Every group G admits a natural permutation action on the set of elements of $G$ (in fact, two): acting by right- (or left-) multiplication. (The action by right-multiplication is given by $\left{t_g : g \in G\right}, where $t_g(h) = hg$ for every $h \in G$.) This action is called the "right- (or left-) regular representation" of $G$. It is straightforward to observe that this action is regular (that is, for any two elements of the underlying set, there is precisely one group element that maps one to the other). If it is possible to find an object that can be labelled with the elements of $G$ in such a way that the symmetries of the object are precisely the right-regular representation of $G$, then we call this object a "regular representation" of $G$.

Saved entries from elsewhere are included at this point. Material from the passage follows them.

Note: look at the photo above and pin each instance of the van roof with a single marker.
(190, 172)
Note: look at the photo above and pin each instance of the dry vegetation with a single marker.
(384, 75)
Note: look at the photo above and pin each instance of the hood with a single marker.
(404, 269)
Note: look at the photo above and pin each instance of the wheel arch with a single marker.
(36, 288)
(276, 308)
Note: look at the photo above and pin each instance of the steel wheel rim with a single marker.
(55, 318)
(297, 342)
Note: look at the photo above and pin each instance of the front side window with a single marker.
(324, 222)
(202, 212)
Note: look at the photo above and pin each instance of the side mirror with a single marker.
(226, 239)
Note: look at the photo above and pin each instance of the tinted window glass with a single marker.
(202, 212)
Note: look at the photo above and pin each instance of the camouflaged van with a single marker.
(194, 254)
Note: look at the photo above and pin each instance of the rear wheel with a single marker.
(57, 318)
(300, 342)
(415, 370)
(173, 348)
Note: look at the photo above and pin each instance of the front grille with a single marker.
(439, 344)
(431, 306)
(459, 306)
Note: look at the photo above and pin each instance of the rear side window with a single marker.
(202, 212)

A Cayley (di)graph $Cay(G,S)$ on the group $G$ (with connection set $S$, a subset of $G$) is defined to have the set $G$ as its vertices, with an arc from $g$ to $sg$ for every $s$ in $S$. It is straightforward to see that the right-regular representation of $G$ is a subset of the automorphism group of this (di)graph. However, it is often not at all obvious whether or not $Cay(G,S)$ admits additional automorphisms. For example, $Cay(Z_4, {1,3})$ is a square, and therefore has $D_8$ rather than $Z_4$ as its full automorphism group, so is not a regular representation of $Z_4$. Nonetheless, since a regular representation that is a (di)graph must always be a Cayley (di)graph, we study these to determine when regular representations of groups are possible.

I will present results about which groups admit graphs, digraphs, and oriented graphs as regular representations, and how common it is for an arbitrary Cayley digraph to be a regular representation.